Но Эльза уже решила. И наученная годами вдовства, она вытерла слезы и начала думать, как пережить предстоящие тяжелые времена. Составление плана ее всегда успокаивало.
— Гане нужно как можно скорее выйти замуж за этого Горачека. И еще я попробую договориться с табачником Скацелом, чтобы он фиктивно купил у меня магазин. Я прощу ему часть долга и снижу плату за аренду.
— Девочка, если бы все было так просто! Если ты запишешь на него магазин, то больше никогда не получишь его обратно.
— Ну, я не такая дура. Я, само собой, составлю с юристом бумагу о том, что на самом деле, магазин принадлежит мне.
Отец только головой покачал.
— Эльза, послушайся лучше моего совета…
В тот вечер никто не мог уснуть. Бруно с Гретой тихонько обсуждали, как уговорить Эльзу уехать. Эльза пыталась придумать, как убедить табачника Скацела согласиться на фиктивную продажу, и чтоб он при этом ее не облапошил. Гана представляла себе, какое лицо будет у Ярослава, когда она ему скажет, что мама одобряет их отношения.

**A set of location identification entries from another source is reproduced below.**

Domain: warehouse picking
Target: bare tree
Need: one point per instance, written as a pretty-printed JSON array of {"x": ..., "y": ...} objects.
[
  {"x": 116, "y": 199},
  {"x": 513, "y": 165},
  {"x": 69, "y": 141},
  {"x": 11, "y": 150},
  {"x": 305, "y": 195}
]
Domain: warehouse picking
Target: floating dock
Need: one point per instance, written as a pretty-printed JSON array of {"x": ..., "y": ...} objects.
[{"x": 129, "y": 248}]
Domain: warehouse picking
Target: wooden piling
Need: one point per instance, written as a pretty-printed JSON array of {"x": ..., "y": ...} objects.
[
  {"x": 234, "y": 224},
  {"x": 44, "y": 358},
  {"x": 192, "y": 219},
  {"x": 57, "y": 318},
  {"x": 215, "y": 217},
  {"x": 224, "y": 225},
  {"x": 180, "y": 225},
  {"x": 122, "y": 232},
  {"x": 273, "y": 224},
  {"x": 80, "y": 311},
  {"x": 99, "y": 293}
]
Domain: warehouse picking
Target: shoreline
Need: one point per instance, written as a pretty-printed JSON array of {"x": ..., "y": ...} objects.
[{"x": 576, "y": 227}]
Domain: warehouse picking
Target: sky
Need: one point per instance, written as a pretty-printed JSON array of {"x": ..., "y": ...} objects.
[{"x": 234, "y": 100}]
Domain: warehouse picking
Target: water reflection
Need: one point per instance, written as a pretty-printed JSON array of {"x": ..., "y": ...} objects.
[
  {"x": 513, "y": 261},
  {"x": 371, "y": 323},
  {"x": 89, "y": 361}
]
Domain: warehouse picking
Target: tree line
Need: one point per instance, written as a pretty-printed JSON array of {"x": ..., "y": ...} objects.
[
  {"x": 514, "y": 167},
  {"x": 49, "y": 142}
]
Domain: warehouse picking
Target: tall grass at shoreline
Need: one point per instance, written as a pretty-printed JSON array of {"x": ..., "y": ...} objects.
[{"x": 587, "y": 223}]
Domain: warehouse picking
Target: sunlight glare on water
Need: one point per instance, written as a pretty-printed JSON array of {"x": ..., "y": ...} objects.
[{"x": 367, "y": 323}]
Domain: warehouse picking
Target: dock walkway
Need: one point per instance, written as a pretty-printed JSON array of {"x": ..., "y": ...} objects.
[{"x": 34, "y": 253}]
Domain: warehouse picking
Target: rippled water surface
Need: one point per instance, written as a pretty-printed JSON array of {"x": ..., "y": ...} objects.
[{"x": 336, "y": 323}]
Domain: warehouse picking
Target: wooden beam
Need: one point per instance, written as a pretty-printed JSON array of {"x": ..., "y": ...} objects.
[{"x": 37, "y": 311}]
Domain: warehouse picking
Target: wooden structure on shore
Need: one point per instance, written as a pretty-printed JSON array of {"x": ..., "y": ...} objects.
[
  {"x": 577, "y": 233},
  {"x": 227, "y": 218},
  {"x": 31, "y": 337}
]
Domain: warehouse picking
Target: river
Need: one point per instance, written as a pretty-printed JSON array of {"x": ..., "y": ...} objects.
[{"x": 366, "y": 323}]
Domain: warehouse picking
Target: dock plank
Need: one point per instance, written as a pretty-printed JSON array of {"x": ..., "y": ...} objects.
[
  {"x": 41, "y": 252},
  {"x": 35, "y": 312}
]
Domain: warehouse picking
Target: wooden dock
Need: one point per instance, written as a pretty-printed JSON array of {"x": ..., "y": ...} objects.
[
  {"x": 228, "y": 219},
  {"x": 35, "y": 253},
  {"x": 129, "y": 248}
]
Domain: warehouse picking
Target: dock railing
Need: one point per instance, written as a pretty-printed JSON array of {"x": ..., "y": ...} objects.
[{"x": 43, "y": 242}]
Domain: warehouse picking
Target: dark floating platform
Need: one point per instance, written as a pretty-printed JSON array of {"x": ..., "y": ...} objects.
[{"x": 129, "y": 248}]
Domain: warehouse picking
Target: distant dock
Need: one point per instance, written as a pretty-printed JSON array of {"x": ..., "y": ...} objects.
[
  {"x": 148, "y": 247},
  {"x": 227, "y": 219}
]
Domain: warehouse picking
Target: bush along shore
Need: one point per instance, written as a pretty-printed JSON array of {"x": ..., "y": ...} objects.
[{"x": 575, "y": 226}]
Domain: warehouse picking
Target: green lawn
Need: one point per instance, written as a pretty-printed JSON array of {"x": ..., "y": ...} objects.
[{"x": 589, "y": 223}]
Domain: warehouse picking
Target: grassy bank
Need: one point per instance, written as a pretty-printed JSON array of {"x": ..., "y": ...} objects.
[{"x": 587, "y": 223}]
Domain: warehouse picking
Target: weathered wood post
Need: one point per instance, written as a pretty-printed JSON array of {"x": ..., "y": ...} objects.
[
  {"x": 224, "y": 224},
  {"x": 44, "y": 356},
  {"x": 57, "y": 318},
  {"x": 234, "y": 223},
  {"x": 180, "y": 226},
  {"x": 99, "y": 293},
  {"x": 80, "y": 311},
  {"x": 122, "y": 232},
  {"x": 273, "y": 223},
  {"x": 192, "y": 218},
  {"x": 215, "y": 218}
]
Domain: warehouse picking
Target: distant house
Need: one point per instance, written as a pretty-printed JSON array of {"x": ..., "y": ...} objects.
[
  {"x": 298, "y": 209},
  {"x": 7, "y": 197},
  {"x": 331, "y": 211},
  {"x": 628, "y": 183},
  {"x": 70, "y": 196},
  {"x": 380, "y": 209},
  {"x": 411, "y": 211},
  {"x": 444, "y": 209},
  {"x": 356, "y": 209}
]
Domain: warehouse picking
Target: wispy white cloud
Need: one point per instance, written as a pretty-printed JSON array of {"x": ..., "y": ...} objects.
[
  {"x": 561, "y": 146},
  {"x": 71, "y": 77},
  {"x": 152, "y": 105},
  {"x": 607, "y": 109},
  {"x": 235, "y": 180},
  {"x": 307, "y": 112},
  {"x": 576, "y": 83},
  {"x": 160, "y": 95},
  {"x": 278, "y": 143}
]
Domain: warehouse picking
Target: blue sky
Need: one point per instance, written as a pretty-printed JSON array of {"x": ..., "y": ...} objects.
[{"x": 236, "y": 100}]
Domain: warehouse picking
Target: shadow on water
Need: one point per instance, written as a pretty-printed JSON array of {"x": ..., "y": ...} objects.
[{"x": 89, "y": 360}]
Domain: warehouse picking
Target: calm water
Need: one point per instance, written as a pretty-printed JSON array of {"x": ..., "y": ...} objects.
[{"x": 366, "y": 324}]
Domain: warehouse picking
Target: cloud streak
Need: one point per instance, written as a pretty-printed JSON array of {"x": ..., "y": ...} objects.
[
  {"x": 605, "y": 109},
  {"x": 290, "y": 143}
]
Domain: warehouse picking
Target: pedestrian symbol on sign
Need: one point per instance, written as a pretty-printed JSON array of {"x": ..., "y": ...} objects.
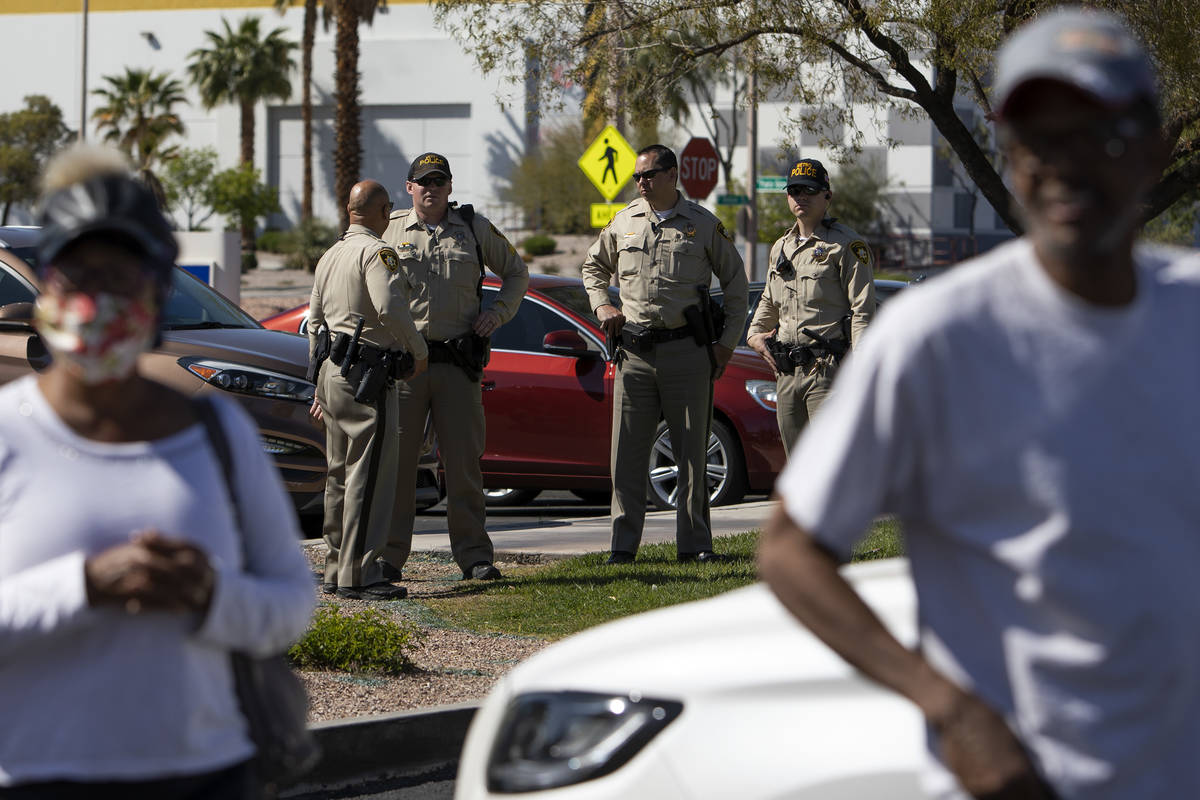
[
  {"x": 609, "y": 162},
  {"x": 610, "y": 155}
]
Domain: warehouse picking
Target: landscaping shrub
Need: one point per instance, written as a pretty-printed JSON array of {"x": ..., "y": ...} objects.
[
  {"x": 539, "y": 245},
  {"x": 361, "y": 642},
  {"x": 273, "y": 241},
  {"x": 307, "y": 242}
]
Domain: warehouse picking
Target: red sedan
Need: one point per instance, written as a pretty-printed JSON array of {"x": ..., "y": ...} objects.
[{"x": 547, "y": 395}]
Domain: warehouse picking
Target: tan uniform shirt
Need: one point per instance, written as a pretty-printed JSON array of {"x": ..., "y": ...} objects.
[
  {"x": 360, "y": 276},
  {"x": 443, "y": 271},
  {"x": 819, "y": 282},
  {"x": 659, "y": 265}
]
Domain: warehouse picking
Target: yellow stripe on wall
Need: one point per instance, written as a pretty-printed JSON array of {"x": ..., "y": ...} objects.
[{"x": 76, "y": 6}]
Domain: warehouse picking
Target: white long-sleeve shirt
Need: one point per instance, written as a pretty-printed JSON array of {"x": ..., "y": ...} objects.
[{"x": 96, "y": 693}]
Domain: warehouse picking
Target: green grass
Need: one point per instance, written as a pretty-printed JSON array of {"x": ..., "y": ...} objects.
[{"x": 567, "y": 596}]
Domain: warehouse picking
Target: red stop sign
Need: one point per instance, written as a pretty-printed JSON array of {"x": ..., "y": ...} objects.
[{"x": 699, "y": 168}]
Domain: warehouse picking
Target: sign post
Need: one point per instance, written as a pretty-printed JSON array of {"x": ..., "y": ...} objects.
[{"x": 699, "y": 168}]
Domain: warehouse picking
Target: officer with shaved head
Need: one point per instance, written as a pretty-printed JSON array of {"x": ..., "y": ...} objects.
[{"x": 359, "y": 326}]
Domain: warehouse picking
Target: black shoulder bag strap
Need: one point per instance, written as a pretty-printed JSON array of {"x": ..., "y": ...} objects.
[{"x": 270, "y": 696}]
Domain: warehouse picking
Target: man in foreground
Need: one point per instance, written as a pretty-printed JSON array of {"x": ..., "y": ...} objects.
[
  {"x": 1048, "y": 494},
  {"x": 664, "y": 250},
  {"x": 360, "y": 296}
]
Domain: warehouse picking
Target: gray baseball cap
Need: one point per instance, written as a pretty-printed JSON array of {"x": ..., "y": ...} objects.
[{"x": 1090, "y": 50}]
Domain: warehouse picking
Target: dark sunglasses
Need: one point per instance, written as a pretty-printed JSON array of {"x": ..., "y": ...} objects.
[{"x": 648, "y": 174}]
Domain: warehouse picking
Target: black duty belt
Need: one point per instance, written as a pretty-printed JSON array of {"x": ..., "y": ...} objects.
[{"x": 439, "y": 353}]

А Роза лежала и пыталась держать глаза открытыми, потому что, как только ее веки опускались, из тьмы появлялись грузовики и из их кузовов спрыгивали бесконечные шеренги солдат.
На следующий же день Эльза отправилась посоветоваться с паном Леви. Юрист Карел Леви, так же как Эльза с Эрвином, отрекся от иудейской веры, и Эльзе почему-то из-за этого казалось, что он войдет в ее положение. Наверняка он тоже чувствует, что завяз где-то на мели между течениями и не принадлежит ни к одному из них. Евреи не считали его своим, а остальные воспринимали его еврейство как нечто само собой разумеющееся. На вопрос «К какому адвокату ты идешь?» часто отвечали просто: «К еврею», и этого было достаточно. Еще совсем недавно за таким ответом ничего предосудительного не стояло. Наоборот, в юридических делах еврейство считалось скорее преимуществом, ведь всем известно, что евреи знают толк в торговле и в праве. Но в последнее время это слово приобрело новый опасный подтекст, люди произносили его шепотом, будто стыдясь.

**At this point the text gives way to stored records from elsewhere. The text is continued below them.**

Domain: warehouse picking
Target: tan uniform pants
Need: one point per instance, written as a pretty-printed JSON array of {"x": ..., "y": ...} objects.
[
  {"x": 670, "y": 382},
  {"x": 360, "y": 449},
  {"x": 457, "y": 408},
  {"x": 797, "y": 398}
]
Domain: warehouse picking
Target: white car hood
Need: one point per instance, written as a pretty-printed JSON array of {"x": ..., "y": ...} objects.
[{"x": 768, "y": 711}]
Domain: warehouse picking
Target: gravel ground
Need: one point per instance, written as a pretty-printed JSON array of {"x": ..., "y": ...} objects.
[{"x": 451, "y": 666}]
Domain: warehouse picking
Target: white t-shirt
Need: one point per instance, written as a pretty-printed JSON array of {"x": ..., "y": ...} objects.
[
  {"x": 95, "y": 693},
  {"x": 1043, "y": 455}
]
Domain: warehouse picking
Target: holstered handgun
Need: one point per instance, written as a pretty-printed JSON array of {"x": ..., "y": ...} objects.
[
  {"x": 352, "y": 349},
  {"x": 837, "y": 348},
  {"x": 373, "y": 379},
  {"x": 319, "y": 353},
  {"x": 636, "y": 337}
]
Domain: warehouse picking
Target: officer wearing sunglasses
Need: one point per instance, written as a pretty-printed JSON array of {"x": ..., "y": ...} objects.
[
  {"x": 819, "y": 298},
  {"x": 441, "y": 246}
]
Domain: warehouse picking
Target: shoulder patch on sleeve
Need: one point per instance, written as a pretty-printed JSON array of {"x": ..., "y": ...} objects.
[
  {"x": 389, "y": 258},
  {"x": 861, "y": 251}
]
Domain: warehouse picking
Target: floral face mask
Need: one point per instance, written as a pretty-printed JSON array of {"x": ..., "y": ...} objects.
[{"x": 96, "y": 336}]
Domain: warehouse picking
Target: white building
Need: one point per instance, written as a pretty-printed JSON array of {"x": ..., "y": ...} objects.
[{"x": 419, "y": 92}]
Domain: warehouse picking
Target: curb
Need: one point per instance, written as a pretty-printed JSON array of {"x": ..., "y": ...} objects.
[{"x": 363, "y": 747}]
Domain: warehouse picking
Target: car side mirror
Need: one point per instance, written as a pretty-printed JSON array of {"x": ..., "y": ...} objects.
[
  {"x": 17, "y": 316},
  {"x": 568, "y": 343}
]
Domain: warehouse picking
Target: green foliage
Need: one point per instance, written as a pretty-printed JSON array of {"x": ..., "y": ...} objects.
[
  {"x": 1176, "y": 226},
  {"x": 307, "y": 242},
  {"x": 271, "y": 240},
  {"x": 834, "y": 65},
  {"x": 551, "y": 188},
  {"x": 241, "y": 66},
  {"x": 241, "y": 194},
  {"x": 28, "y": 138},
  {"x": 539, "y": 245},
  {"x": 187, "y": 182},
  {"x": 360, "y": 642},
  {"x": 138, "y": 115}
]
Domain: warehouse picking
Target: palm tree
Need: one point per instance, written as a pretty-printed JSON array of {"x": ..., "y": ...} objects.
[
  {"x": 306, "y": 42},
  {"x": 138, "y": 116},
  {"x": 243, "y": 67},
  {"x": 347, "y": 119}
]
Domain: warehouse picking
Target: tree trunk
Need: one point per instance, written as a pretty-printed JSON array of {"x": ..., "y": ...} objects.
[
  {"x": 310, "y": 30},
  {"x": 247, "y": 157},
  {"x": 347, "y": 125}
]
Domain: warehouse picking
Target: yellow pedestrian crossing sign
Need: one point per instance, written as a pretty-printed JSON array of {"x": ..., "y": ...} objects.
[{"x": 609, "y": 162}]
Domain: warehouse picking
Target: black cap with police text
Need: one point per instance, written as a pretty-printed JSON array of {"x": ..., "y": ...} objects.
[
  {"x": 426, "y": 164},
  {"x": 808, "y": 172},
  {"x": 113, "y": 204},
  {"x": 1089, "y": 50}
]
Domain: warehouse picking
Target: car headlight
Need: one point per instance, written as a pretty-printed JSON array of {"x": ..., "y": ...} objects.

Домой Эльза возвращалась со смешанными чувствами. Адвокат Леви считал Ганин брак с арийцем хорошей идеей.
— Насколько я знаю новые немецкие законы, смешанный брак пусть не избавит вашу дочь от еврейства, но может для нее стать определенной формой защиты, — сказал он, и добавил: — Кстати, мой брат тоже на это рассчитывает.
По поводу продажи магазина он обещал Эльзе помочь, но при этом несколько раз предупредил: никакой гарантии, что арендатор ее не обманет, в этой ситуации нету.
— Вам нужно хорошенько подумать, кому вы поручаете свое имущество, пани Гелерова. Выберите такого человека, которому по-настоящему доверяете.
В этом-то и заключалась вся сложность. Эльза Гелерова понимала, что не может доверять Скацелу. Но на кого еще переписать лавку, чтобы это не слишком бросалось в глаза? Обдумывала она и Карасеков и была уверена, что они пойдут на это ради нее, но хорошо бы, чтобы новый — пусть и подставной — владелец имел хоть какое-то отношение к магазину. А уж этого от Карела Карасека она не могла требовать. Эльза решила зайти посоветоваться к меховщику Бергеру. Бергер был человеком опытным, он многое пережил на своем веку и всегда знал, как поступить. Может, он придумает что-то получше.
Эльза потуже затянула платок на голове, подняла воротник пальто и задумчиво шагала к площади. Она старалась не смотреть по сторонам, потому что вид вооруженных солдат на улицах города приводил ее в ужас. Что с того, что они корчили из себя освободителей и даже раздавали еду бедным? Все прекрасно знали, что эти продукты из запасов местных чешских казарм.